Tuesday, 7 January 2014

151. Short-toed Eagle (Circaetus gallicus)

Short-toed Eagles are quite widely but sparsely distributed across parts of southern, central and eastern Europe; they breed here and spend the winter in sub-Saharan Africa. They are quite pale and often appear 'big-headed' when perched. They can look very similar to pale Common Buzzards in flight but are larger with only a few thick bars on their tail (Buzzards have fine, dense barring) and no dark carpal patches (which Buzzards do have). Short-toed Eagles are sometime called Short-toed Snake Eagles, as their favourite food is snakes. Their preferred habitat is variable and dependent on where they can find prey, but includes arid and heathland areas with hills or mountains and scattered woodland; further north they may also inhabit river valleys and forests.

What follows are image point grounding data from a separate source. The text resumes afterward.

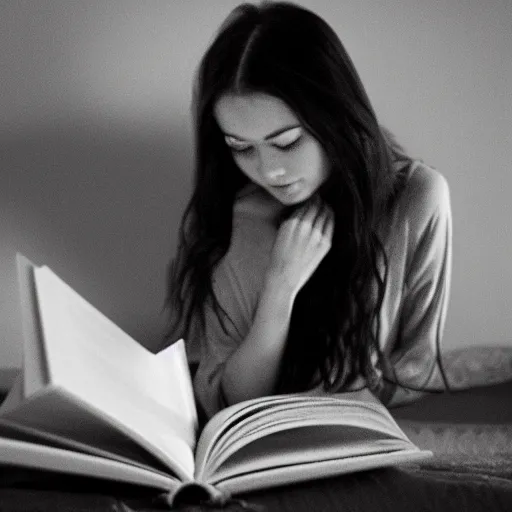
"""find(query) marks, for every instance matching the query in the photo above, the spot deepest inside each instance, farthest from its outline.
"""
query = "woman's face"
(271, 147)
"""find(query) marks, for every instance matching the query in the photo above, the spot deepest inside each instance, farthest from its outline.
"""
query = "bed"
(469, 431)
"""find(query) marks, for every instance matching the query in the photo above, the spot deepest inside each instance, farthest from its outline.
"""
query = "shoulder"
(255, 215)
(425, 196)
(252, 239)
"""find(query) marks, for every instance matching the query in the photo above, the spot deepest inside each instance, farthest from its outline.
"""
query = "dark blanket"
(443, 484)
(453, 480)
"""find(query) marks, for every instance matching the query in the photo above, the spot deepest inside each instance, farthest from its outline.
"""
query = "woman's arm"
(416, 364)
(301, 243)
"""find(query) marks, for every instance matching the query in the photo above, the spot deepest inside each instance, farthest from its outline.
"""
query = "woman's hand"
(301, 243)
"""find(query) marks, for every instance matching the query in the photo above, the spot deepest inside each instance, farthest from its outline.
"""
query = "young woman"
(314, 254)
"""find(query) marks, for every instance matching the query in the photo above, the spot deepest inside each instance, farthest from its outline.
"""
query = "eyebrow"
(271, 135)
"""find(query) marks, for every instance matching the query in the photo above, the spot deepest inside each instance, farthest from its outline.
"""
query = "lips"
(285, 184)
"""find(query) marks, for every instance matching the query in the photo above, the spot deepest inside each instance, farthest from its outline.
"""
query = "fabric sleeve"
(415, 361)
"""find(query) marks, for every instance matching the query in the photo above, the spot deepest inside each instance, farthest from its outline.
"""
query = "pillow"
(476, 366)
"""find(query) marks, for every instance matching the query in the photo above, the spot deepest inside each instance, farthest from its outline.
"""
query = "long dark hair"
(288, 52)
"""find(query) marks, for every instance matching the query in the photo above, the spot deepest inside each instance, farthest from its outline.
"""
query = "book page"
(34, 372)
(274, 477)
(305, 444)
(256, 418)
(24, 454)
(119, 380)
(301, 423)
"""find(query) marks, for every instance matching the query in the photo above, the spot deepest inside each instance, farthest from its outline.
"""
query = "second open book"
(90, 400)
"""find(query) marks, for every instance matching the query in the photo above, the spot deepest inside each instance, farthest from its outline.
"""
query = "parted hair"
(287, 51)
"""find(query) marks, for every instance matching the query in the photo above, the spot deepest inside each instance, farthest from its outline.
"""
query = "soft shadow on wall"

Short-toed Eagle, ©MarioM, via Wikimedia Commons.
Short-toed Eagle painting.
This gets worse the further you get from the head - I ran out of time and patience to some extent. Still, fairly pleased with the head and breast!

Monday, 6 January 2014

150. Verreaux's Eagle (Aquila verreauxii)

Verreaux's Eagle is found mostly in sub-Saharan Africa, but there are a few populations further north, in Sinai, Jordan and Saudi Arabia. It is very large with black plumage and white windows on the primary flight feathers, and a pure white rump and distinctive white V or U shape on its back. The juvenile is more colourful, with a rufous nape, pale buff upperwing coverts and underparts with black speckling, and a white trailing edge on the wings and tail. I have chosen this photo to illustrate the wing shape - the exaggeratedly narrow wing base and bulging secondaries are very distinctive. Verreaux's Eagle lives in remote mountainous areas, and also semi-desert and savanna - anywhere it can find its favourite prey, Rock Hyrax.

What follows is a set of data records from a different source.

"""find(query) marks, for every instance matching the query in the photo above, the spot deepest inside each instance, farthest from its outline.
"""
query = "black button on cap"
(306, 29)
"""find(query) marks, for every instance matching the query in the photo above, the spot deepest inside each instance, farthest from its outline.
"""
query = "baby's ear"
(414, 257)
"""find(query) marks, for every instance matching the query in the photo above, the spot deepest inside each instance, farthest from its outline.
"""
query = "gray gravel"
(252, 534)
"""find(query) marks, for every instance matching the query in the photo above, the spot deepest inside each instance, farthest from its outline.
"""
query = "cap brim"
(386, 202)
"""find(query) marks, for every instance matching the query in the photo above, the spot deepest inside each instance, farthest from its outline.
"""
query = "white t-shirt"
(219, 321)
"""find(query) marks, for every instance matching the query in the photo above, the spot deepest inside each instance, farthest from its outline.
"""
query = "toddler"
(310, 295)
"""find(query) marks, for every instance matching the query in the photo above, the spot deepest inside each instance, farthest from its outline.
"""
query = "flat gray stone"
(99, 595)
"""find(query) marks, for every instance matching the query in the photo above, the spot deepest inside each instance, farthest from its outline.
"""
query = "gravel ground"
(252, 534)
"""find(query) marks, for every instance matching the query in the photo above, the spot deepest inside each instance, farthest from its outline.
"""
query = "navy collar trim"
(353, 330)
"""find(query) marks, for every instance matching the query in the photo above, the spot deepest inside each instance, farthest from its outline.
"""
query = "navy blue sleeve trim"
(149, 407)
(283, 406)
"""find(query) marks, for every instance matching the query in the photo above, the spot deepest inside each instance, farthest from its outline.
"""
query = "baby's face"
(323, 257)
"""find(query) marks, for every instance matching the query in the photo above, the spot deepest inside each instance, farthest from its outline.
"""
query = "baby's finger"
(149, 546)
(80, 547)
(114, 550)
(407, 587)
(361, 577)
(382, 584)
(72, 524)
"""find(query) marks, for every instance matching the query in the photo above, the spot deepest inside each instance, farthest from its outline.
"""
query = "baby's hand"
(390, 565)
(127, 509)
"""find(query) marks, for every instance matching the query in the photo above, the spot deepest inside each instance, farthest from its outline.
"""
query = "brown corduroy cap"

Verreaux's Eagle, ©Jerry Oldenettel, via Flickr Creative Commons.
Verreaux's Eagle painting.
Not too shabby.

Friday, 3 January 2014

149. Tawny Eagle (Aquila rapax)

Tawny Eagles are closely related to Steppe Eagles and look quite similar, however they are slightly smaller and chunkier and generally paler. Their wings and tail have no black trailing edge and are densely but finely barred, which appears indistinct compared to Steppe Eagles' heavier barring. Tawny Eagles also have a paler iris and the bill's yellow gape extends less far back. The juvenile plumage is also similar to Steppe Eagle but much paler and without the thick white band on the underwing. Tawny Eagles are found in small areas of Morocco and Algeria, and are more widespread in sub-Saharan Africa. Their preferred habitat is mountains, woodland, savanna, semi-desert and steppe plains.

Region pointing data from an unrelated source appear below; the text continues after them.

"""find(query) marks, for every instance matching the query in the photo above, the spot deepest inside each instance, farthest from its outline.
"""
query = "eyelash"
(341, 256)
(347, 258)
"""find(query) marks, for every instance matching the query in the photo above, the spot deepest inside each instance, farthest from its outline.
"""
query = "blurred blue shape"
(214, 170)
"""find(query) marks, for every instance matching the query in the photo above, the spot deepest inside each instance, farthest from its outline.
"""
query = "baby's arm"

Tawny Eagle, ©Lip Kee, via Flickr Creative Commons.

Tawny Eagle painting.
Again, colours a bit all over the place and proportions not too great either....hopefully I will improve once I get back into the swing of things (or just pick birds that aren't flying, heh).

Thursday, 2 January 2014

148. Steppe Eagle (Aquila nipalensis)

Steppe Eagles occur occasionally in Europe but breed further east than this - their usual distribution starts in southern Russia north of the Caucasus and Caspian Sea and extends across Eurasia from there. They winter mostly in Africa, with a few in parts of the Middle East. They are large and long-winged, and can look very similar to the Lesser and Greater Spotted Eagles, but have longer wings, and if you get a good enough view (!) oval rather than round nostrils and a heavier bill with the yellow gape reaching further back under the eye. The flight and tail feathers are coarsely barred, more extensively than in the Spotted Eagles, and have a thick black trailing edge. The photo is of an immature bird; they are lighter brown with dark flight feathers separated by a white band and the flight and tail feathers have a white trailing edge. Their preferred habitat is lowland steppe plains, foothills and semi-desert.

Steppe Eagle, ©Tarique Sani, via Flickr Creative Commons.
Steppe Eagle painting.
Darn, I must be a bit out of practice from having a break over Christmas - ran out of time to finish and the colour's a bit lurid.